For example, the mass fraction is preferably 55% or more and 95% or less. Within this range, segregation of the vinyl polymer (A) to the surface layer portion occurs, and curved surface adhesiveness and durability can be obtained even under high temperature and high humidity. It is more preferably 60% or more, further preferably 65% or more, still more preferably 70% or more, still more preferably 75% or more, and even more preferably 80% or more. The mass fraction is preferably 90% or less, more preferably 85% or less.

[Adhesiveness (peeling strength)]
The present pressure-sensitive adhesive composition is a polypropylene (PP) plate at 85 ° C. and a peeling speed of 300 mm / min for a pressure-sensitive adhesive sheet comprising a pressure-sensitive adhesive layer having a thickness of 50 μm and a 100 μ-thick polyethylene terephthalate film base material. The adhesive strength with respect to the adhesive is preferably 3.0 N / 25 mm or more. By setting the adhesive strength under the high temperature condition of 85 ° C. to 3.0 N / 25 mm or more, the adhesive strength to the PP plate under the high temperature and high humidity condition is sufficiently high, so that the adhesive sheet does not float or peel off. Prevention and good curved surface adhesiveness can be ensured. It is more preferably 3.5 N / 25 mm or more, and further preferably 4.0 N / 25 mm or more.

Here, in producing the adhesive layer (adhesive sheet), a method of directly coating the adhesive composition on a polyester film base material and drying it to obtain an adhesive sheet, or once coating on a paper pattern or the like.

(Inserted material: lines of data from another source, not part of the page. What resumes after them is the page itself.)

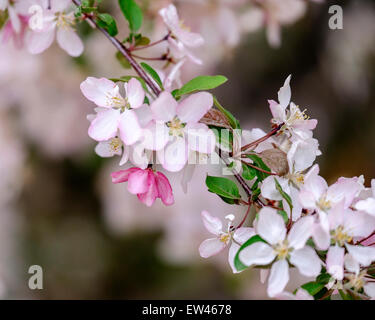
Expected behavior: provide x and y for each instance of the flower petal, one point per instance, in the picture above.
(105, 125)
(307, 261)
(134, 93)
(211, 247)
(200, 138)
(164, 107)
(258, 253)
(335, 262)
(69, 41)
(37, 42)
(130, 130)
(271, 226)
(139, 181)
(212, 224)
(122, 175)
(164, 189)
(364, 255)
(300, 232)
(99, 90)
(278, 278)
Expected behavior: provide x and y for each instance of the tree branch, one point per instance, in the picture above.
(125, 52)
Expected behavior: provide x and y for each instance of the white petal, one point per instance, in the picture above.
(210, 247)
(130, 130)
(300, 232)
(269, 190)
(271, 226)
(211, 223)
(200, 138)
(134, 93)
(285, 93)
(69, 41)
(37, 42)
(279, 278)
(351, 264)
(364, 255)
(193, 108)
(164, 107)
(335, 262)
(307, 261)
(241, 235)
(258, 253)
(174, 157)
(104, 126)
(369, 289)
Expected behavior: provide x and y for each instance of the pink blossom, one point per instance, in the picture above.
(181, 37)
(177, 129)
(222, 238)
(146, 184)
(115, 113)
(55, 21)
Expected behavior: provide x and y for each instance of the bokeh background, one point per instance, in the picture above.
(58, 208)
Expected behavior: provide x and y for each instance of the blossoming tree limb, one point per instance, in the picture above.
(325, 232)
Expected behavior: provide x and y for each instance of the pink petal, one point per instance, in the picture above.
(130, 130)
(164, 189)
(164, 107)
(149, 197)
(211, 247)
(193, 108)
(69, 41)
(335, 262)
(174, 157)
(122, 175)
(139, 181)
(134, 93)
(98, 90)
(104, 126)
(37, 42)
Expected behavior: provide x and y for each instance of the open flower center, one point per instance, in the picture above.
(282, 250)
(115, 145)
(340, 237)
(176, 127)
(64, 21)
(356, 281)
(225, 238)
(183, 26)
(324, 204)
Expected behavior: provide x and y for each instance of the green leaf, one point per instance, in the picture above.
(223, 187)
(3, 18)
(235, 124)
(284, 215)
(284, 194)
(153, 74)
(127, 79)
(237, 262)
(201, 83)
(223, 137)
(258, 162)
(107, 22)
(123, 61)
(248, 173)
(132, 13)
(313, 287)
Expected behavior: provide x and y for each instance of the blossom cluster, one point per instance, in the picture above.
(293, 218)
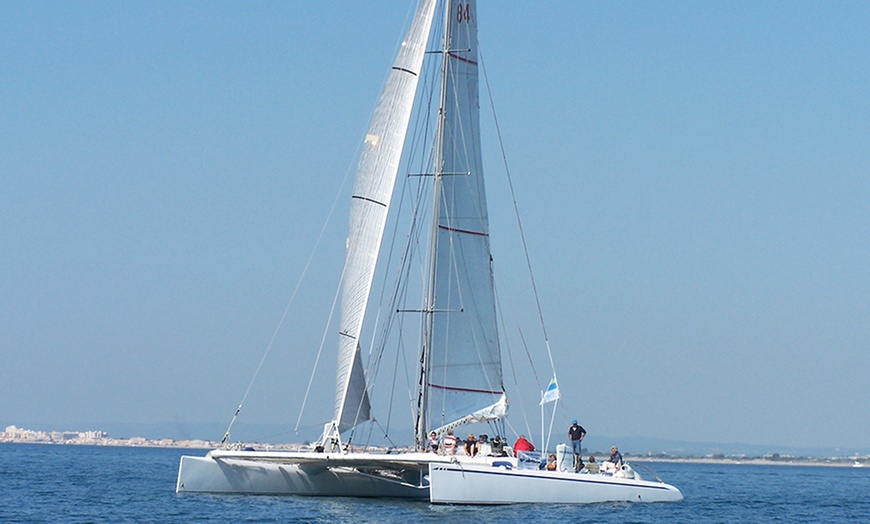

After the work, any method of transfer to the polyester film base material may be adopted. Drying may be performed at room temperature, but from the viewpoint of productivity and the like, it is usually dried using a dryer under heating conditions of 40 to 150 ° C. for several seconds to several tens of minutes. The method is common. More specifically, the present pressure-sensitive adhesive composition is applied to a PET film separator so that the thickness after drying is 50 μm, and then dried at 80 ° C. for 4 minutes to remove ethyl acetate. A PET separator having a thickness of 38 μm, which has a different peeling power from that of the separator, is attached and allowed to stand at 40 ° C. for 5 days to prepare an adhesive film sample for measuring peel strength with a double-sided separator. Obtainable.

In measuring the peel strength, the adhesive film sample was further transferred to a PET film (100 μm) that had been easily adhered to obtain an adhesive sheet for evaluation, which was used as a PP plate (manufactured by Sumitomo Noblen, Noblen MHB, 2 mm thick). After adhering the adhesive sheets and crimping them for 20 minutes under the conditions of 0.5 MPa and 50 ° C. using a desktop pressure defoaming device TBR-200 (manufactured by Chiyoda Electric Industry Co., Ltd.), for example, a tensile tester with a constant temperature bath, Stro. Using a graph R type (manufactured by Toyo Seiki Co., Ltd.), measure the 180-degree peel strength of the adhesive sheet under the conditions of 23 ° C or 85 ° C according to JISZ-0237 "Adhesive Tape / Adhesive Sheet Test Method" and bond. Can be strength.

The pressure-sensitive adhesive layer according to the pressure-sensitive adhesive composition has high adhesiveness to polypropylene as an adherend at high temperatures, and these characteristics are based on the Tg composition (distribution) of the pressure-sensitive adhesive layer. Therefore, high-temperature adhesiveness can be provided regardless of the type of material of the adherend.

[Transparency (haze value)]
The haze value can be used as an index for evaluating the transparency of the pressure-sensitive adhesive layer obtained from the pressure-sensitive adhesive composition. As described above, the pressure-sensitive adhesive layer obtained from the present pressure-sensitive adhesive composition has an appropriate compatibility with the acrylic pressure-sensitive adhesive polymer (B) because the vinyl polymer (A) has an appropriate compatibility with the acrylic pressure-sensitive adhesive polymer (B). Shows good transparency.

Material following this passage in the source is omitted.